女の子三人に男の俺が一人というのも中々辛いものがあるので、斎藤と田中君も海に誘いました。
「相変わらず無駄にテンション高いなぁ斎藤君。」
しみじみ斎藤のバカな姿を見つめる田中君。
どうやら田中君も斎藤には嫌気が差して来ているようです。
「それで高橋君は、さっきから体育座りして海を眺めてるけど、どうしたの?」
・・・そりゃ眺めたくもなりますよ、だって他の二人の女子が海に入って遊ぶ中、西口さんは遠くのところで。

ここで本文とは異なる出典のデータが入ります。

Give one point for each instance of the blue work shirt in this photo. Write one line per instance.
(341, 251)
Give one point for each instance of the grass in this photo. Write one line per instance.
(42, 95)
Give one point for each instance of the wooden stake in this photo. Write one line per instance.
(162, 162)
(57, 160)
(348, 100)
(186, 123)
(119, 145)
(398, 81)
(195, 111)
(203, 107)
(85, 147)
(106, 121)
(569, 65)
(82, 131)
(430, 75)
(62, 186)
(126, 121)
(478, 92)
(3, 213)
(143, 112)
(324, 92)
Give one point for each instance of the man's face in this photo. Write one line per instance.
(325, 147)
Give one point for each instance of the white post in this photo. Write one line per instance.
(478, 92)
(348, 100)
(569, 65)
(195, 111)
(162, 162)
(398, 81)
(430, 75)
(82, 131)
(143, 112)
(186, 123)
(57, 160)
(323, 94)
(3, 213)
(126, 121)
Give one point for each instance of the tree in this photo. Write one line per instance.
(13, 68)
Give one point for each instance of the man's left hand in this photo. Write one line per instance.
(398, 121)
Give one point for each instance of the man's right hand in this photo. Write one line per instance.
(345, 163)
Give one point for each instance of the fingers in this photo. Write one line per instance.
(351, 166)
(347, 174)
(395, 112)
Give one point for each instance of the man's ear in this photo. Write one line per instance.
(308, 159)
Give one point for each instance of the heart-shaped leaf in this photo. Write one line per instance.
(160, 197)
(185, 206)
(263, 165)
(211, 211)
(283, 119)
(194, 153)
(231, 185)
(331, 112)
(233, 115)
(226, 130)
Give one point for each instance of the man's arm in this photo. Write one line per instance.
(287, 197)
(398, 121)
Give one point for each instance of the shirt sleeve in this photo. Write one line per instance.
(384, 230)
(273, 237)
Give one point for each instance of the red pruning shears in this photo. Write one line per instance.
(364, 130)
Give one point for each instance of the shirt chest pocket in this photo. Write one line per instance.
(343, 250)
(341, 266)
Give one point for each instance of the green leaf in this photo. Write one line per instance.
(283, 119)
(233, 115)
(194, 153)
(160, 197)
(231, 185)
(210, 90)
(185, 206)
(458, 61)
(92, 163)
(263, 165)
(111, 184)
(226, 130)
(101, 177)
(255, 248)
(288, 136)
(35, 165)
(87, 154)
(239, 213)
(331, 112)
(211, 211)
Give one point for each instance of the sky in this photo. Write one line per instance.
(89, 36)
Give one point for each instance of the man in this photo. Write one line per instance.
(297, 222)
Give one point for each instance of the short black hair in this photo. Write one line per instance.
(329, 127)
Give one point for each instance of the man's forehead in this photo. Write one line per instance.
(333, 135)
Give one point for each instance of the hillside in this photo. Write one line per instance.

「ァーアー、そこの人ブイの外から出ないで下さい!!」
監視員として働いているんですから。
「西口さんはバイトしてるから海では遊ばないよ。」
ようやく西口さんに会えると胸を踊らせていた僕は、妹から残酷な現実を突き付けられたました。
なんでも西口さんが金欠で、夏休みに皆と遊ぶお金が無いので、海の監視員のバイトをする事になったらしいのです。
慣れないバイトする西口さんが不安にならないように、清水さんとバカ妹も付いて来る様にしたそうで・・・西口さん目当ての僕としては残念な結果でして・・・今、人生の無情に嘆いている最中であります。
西口さんが米粒ぐらいに見えるのが、なんとも切ないです。